Sadly, the Seven Sacred Pools were closed for swimming so I had no use for a swimsuit. Not being one to pass up a photo op, I pulled my leggings down by my ankles for a picture and may have scared off some passerby hikers who thought I was popping a squat ; )
The Road Home (along the backside of Haleakala)
From here you’ll have to either backtrack home along Hana Highway, or continue going around the island, which we opted to do. We were told: 1. You need a Jeep to drive around the back roads, and 2. rental car agreements are void if you go that way. So a Jeep definitely helps, and what the rental clause usually means is you’re on your own out there in the case of car troubles.
Our cameras couldn’t come close to capturing how vast and serene it was. The landscape changes significantly from oceanside cliffs, to dusty unpaved roads, to rocky terrain and cattle farms. We didn’t have cell service and there were long stretches without another soul in sight, so any car issues would be a nightmare. At one point I misunderstood Nick muttering and thought he said we were “breaking down,” to which I had a mini panic attack, envisioning ourselves being stranded out there for days before becoming food for mongoose (vicious little things that look like squirrels)!

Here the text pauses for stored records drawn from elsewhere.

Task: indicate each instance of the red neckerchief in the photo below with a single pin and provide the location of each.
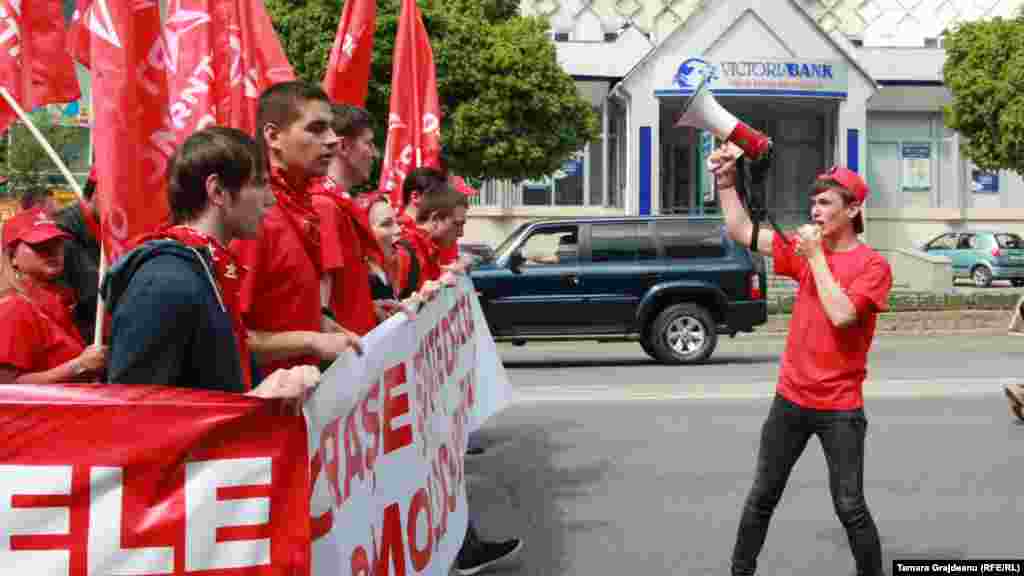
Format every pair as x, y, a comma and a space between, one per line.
227, 273
297, 207
355, 211
89, 217
430, 250
55, 303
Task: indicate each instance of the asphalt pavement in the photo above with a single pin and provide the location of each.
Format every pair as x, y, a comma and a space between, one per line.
608, 463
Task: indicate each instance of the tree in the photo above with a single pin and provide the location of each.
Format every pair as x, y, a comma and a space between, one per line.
984, 70
509, 110
26, 163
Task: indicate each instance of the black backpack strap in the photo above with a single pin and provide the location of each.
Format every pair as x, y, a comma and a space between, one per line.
413, 281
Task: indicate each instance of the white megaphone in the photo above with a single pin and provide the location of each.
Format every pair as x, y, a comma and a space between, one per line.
702, 111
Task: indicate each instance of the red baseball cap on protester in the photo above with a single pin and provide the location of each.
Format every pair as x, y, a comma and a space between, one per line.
32, 227
846, 178
461, 186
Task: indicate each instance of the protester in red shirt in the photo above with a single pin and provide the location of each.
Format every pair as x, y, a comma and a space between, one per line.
39, 342
844, 284
280, 300
440, 214
423, 178
392, 271
175, 295
344, 232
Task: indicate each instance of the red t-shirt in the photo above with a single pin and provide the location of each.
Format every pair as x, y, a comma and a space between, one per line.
824, 367
281, 290
427, 252
38, 335
342, 239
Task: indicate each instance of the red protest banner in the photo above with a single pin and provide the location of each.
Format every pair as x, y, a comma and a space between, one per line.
347, 76
414, 128
35, 66
151, 480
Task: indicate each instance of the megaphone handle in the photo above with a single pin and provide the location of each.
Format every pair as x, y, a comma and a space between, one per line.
755, 209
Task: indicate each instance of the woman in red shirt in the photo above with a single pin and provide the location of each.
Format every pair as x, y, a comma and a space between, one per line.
39, 342
393, 270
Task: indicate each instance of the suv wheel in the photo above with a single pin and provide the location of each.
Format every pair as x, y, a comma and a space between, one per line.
982, 277
683, 334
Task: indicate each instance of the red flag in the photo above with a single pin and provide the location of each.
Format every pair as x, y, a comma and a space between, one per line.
220, 55
35, 67
78, 34
414, 123
131, 137
347, 76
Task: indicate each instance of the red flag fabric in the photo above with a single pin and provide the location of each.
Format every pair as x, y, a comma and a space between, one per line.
347, 76
220, 55
414, 122
35, 66
131, 137
78, 34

Surfing Goat Dairy – As you’re approaching the main part of the island again, there are a few attractions off the back roads including a goat farm, winery, vodka distillery, and lavender farm. I was curious about all of these, but when forced to prioritize, it wasn’t hard to choose the baby goats! I read the “farm tours” were not worth it, so we just watched and pet the adorable babies, then ordered a cheese plate and some chocolate truffles. I actually am not a goat cheese fan at all, but the ones on the platter were mostly mild and admittedly very good – a yummy end to our two-day drive!
I hope you guys enjoyed this post! Let me know what stops we missed along the Road to Hana that you would highly recommend to visitors!